It’s been a long year, and Americans need some summer travel to decompress.
Just ask the 48 million people who say they’d rather skip a credit card payment than a vacation, according to a new survey by the personal-finance website WalletHub. That’s roughly 1 in 5 Americans who are willing to trade in the grace period on their credit card and pay sky-high interest rates just to get away for a while. The question is, does this display good common sense or bad money management?
“Well, we know from research that a vacation usually has a very positive impact on the body and mind – and can often make us more productive when we return to the office,” Simon Hudson, endowed chair in tourism and economic development at the University of South Carolina, told WalletHub. “So paying off that credit card after a vacation may not take too long!”
Still, it’s better to avoid putting ourselves in such a predicament. And there are indeed ways to enjoy the fruits of a vacation without the financial jeopardy. “My advice is to do everything in moderation and find a happy balance,” said Audrey Guskey, a professor of marketing at Duquense University. “Take the vacation. Take the time off, but keep the debt down by finding a cheaper alternative for your vacation plans. Stay closer to home. Find cheaper hotels or Airbnb. Travel at off peak times.” There may be even more reason to stay close to home this year, too.
Despite all of its relaxing properties, summer travel still weighs on the minds and wallets of millions of Americans in a variety of ways. We worry about everything from the weather to whether we’re flying in a new Boeing airplane. In fact, roughly one-third of people are scared to fly this summer because of Boeing’s recent issues.
“Obviously this was expected. However, travelers need to understand that those planes are not flying yet, and Boeing is addressing the problem before these planes will be back into service,” said Abraham Pizam, dean of the Rosen College of Hospitality Management at the University of Central Florida. “The U.S. federal authorities (FAA) and similar authorities in Europe and other countries are also much more careful in certifying the planes after the new modifications will be put in place.”
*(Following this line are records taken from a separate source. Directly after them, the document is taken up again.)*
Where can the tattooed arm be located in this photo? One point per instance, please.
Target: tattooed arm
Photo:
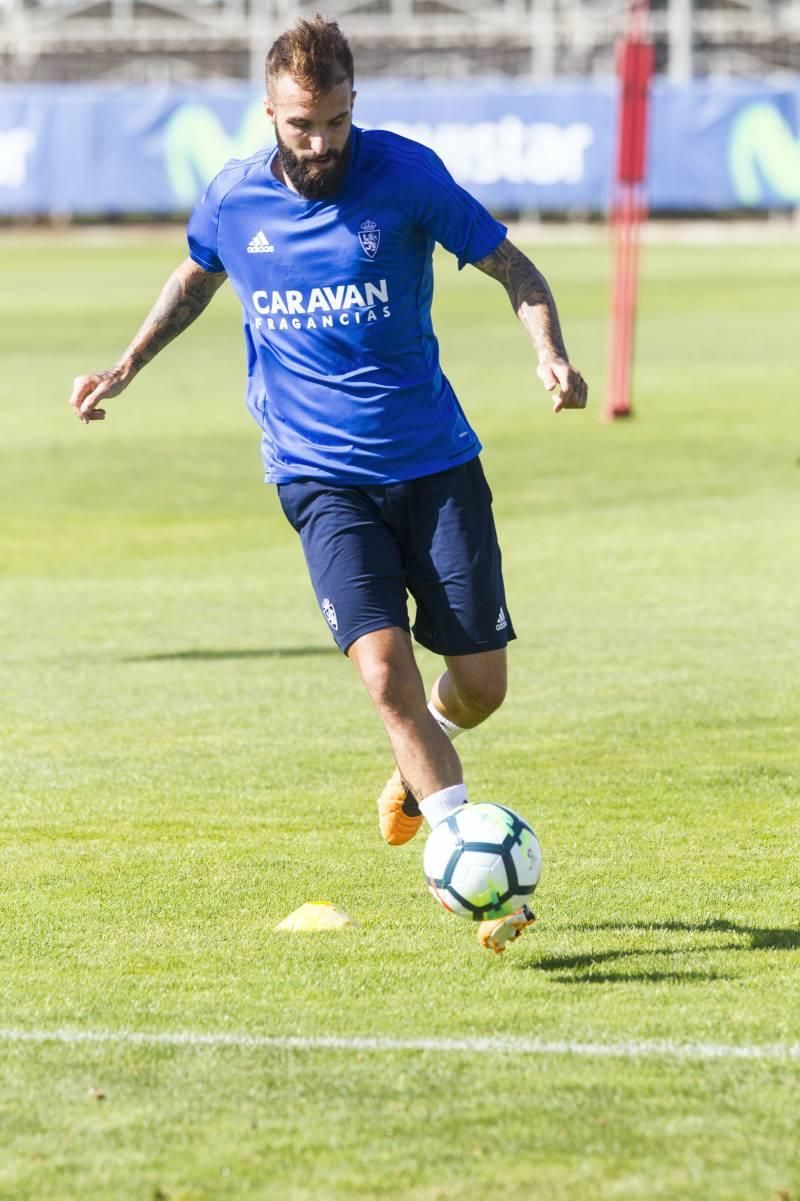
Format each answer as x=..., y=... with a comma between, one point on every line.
x=533, y=304
x=183, y=298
Money matters are actually more likely to put a damper on summer fun. And that can happen leading up to a vacation, while you’re away, or after you get back. Travelers are more than twice as likely to worry about money than terrorism, WalletHub’s survey found, and 46% of people think about post-vacation credit card bills while on vacation.
“Plan the vacation you can afford, and you won’t have to worry as much about the cost,” said Thomas P. Sweeney, an assistant professor of recreation and tourism management at Georgia Southern University. “Your vacation should be a time to relax, recharge, and have a good time. If you’re worrying about your bills, chances are you’ve overextended yourself financially. Before you plan anything, put together a realistic budget and stick to it.”
What we spend on vacation doesn’t stay on vacation, after all. It can come back to haunt us if we’re not careful, and too few of us are. Just ask the nearly 1 in 3 people who say travel usually gets them into debt. Or, better yet, ask what they’re doing wrong.
There are many ways to make vacations more affordable, from turning them into stay-cations to getting a little help from your payment method. For example, applying for the right rewards credit card offer could get you $500 or more in free travel. And taking steps now to save later will really pay off.
“The better you plan financially the less stress you have about spending the money,” advises Stephen Barth, professor of hospitality law at the University of Houston.